Papua New Guinea Institute of Medical Research, Goroka, Papua New Guinea; The Kirby Institute, UNSW Sydney, Australia.
Department of Microbiology, The Royal Women's Hospital, Parkville, Victoria, Australia; Murdoch Children's Research Institute, Parkville, Victoria, Australia.
Clin Microbiol Infect. 2020 Jun;26(6):748-752. doi: 10.1016/j.cmi.2019.10.020. Epub 2019 Oct 22.
To compare the performance of dual immunostaining of p16INK4a and Ki-67 proteins performed on self-collected vaginal specimens and clinician-collected cervical specimens, and to evaluate the performance of this technique in predicting high-grade disease.
Women aged 30-59 years (n = 1005) were recruited at two well-women clinics in Papua New Guinea.
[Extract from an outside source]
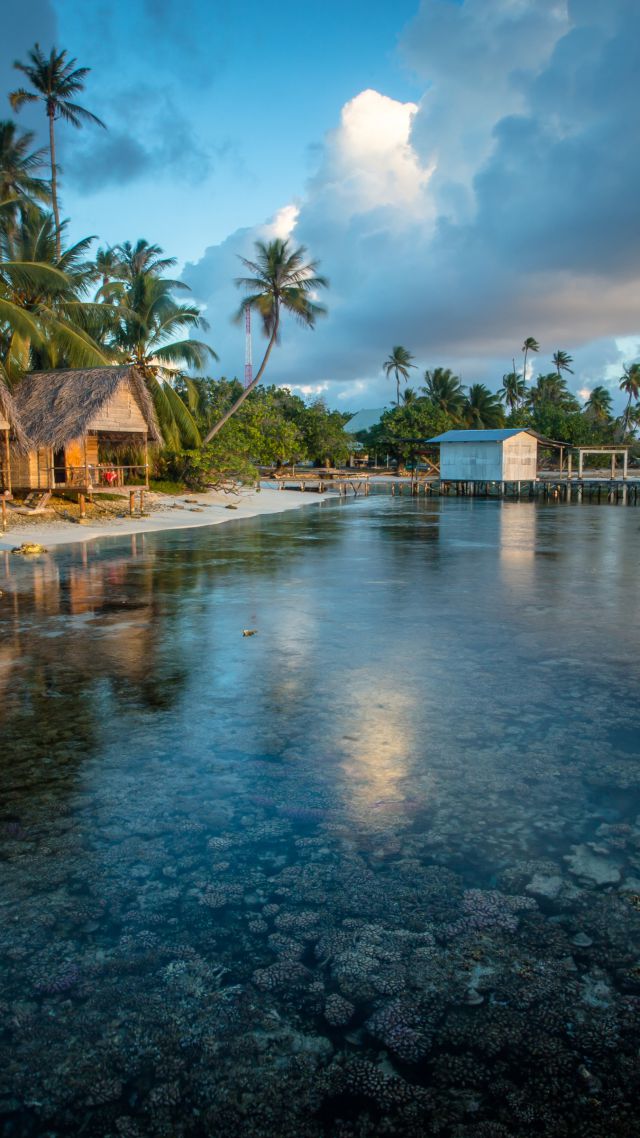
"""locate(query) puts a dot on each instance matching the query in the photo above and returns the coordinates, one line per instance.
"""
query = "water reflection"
(371, 871)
Each woman provided both cervical and vaginal specimens that were tested for high-risk human papillomavirus (hrHPV) DNA using the Xpert HPV Test (Cepheid) at point of care. A subset of paired cervical and vaginal specimens (n = 243) were selected to undergo CINTec® PLUS (Roche) p16/Ki-67 dual-stain cytology and liquid-based cytology (LBC).
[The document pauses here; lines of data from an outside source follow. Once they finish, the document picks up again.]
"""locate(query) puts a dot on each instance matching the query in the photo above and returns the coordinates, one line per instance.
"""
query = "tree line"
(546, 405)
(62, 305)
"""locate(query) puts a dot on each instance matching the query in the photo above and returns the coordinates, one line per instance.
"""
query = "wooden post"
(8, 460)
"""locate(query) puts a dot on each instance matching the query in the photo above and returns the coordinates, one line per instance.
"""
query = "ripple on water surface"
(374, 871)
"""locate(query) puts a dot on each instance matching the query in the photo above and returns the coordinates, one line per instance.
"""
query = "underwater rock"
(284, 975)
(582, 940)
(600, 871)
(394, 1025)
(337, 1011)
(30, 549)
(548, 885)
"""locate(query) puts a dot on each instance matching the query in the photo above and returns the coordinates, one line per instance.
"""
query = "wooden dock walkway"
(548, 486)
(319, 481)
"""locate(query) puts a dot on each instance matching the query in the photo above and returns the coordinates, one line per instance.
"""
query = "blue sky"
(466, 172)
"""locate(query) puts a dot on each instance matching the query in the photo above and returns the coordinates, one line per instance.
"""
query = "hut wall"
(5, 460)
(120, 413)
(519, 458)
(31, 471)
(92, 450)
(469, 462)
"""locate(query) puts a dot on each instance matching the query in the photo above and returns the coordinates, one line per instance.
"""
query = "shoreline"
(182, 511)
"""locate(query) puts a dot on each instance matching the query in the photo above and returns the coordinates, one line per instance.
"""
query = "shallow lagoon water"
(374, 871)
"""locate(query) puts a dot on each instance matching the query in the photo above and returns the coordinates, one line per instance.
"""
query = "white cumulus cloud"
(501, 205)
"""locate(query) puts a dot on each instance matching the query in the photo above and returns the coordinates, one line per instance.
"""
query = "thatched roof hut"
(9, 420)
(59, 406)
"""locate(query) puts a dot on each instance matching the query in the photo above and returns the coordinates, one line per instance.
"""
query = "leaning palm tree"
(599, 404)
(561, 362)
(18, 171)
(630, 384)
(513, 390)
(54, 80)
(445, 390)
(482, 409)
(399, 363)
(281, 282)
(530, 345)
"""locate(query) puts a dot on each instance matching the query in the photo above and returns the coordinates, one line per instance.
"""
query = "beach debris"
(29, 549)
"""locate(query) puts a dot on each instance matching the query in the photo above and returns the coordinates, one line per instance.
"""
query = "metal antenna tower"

Fifty-five pairs (22%) were excluded from further analysis because the smears were not assessable. Of the 189 remaining paired specimens, 74 pairs (39.1%) were positive for one or more hrHPV genotypes. When comparing results of the dual stain, the overall percent agreement, positive and negative percent agreements and κ value between the cervical and vaginal specimens were 87.8% (CI 82.3-92.1%), 64.6% (CI 49.5-77.8%), 95.7% (CI 91.0-98.0%) and 0.65 (CI 0.51-0.79%) respectively. The sensitivity of the dual stain performed on the cervical specimen to predict high-grade disease, determined by LBC, was superior to that of the dual stain performed on the vaginal specimen: 100% (CI 84.6-100%) versus 68.2% (CI 45.1-86.1%).
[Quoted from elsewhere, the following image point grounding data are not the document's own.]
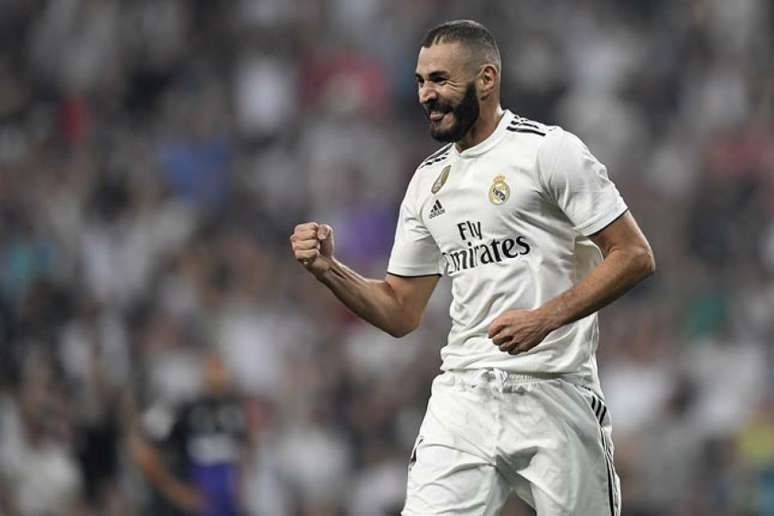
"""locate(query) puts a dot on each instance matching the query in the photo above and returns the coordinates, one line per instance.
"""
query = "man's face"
(447, 91)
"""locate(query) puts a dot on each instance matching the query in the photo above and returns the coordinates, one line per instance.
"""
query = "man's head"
(458, 74)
Although further evaluation may be warranted, these findings indicate that dual-stain testing of vaginal specimens cannot be advocated as part of cervical screening programmes in low- and middle-income countries. However, dual-stain cytology performed on cervical specimens may have a role in quality assurance in such settings.
比较自行采集的阴道标本和临床医生采集的宫颈标本中 p16INK4a 和 Ki-67 蛋白双重免疫染色的性能,并评估该技术预测高级别疾病的性能。
在巴布亚新几内亚的两个妇女健康诊所招募了年龄在 30-59 岁的女性(n=1005)。每位女性均提供了宫颈和阴道标本,在现场使用 Xpert HPV 测试(Cepheid)检测高危型人乳头瘤病毒(hrHPV)DNA。选择了一小部分配对的宫颈和阴道标本(n=243)进行 CINTec® PLUS(罗氏)p16/Ki-67 双重染色细胞学和液基细胞学(LBC)检测。
55 对(22%)标本因涂片不可评估而被排除在进一步分析之外。在 189 对剩余的配对标本中,74 对(39.1%)检测到一种或多种 hrHPV 基因型阳性。比较双重染色的结果,宫颈和阴道标本之间的总体符合率、阳性符合率、阴性符合率和 κ 值分别为 87.8%(95%CI 82.3-92.1%)、64.6%(95%CI 49.5-77.8%)、95.7%(95%CI 91.0-98.0%)和 0.65(95%CI 0.51-0.79%)。通过 LBC 确定的宫颈标本双重染色对高级别疾病的预测敏感性优于阴道标本双重染色:100%(95%CI 84.6-100%)与 68.2%(95%CI 45.1-86.1%)。
尽管可能需要进一步评估,但这些发现表明,在中低收入国家,阴道标本的双重染色检测不能作为宫颈筛查计划的一部分。然而,在这种情况下,宫颈标本的双重染色细胞学检测可能在质量保证方面发挥作用。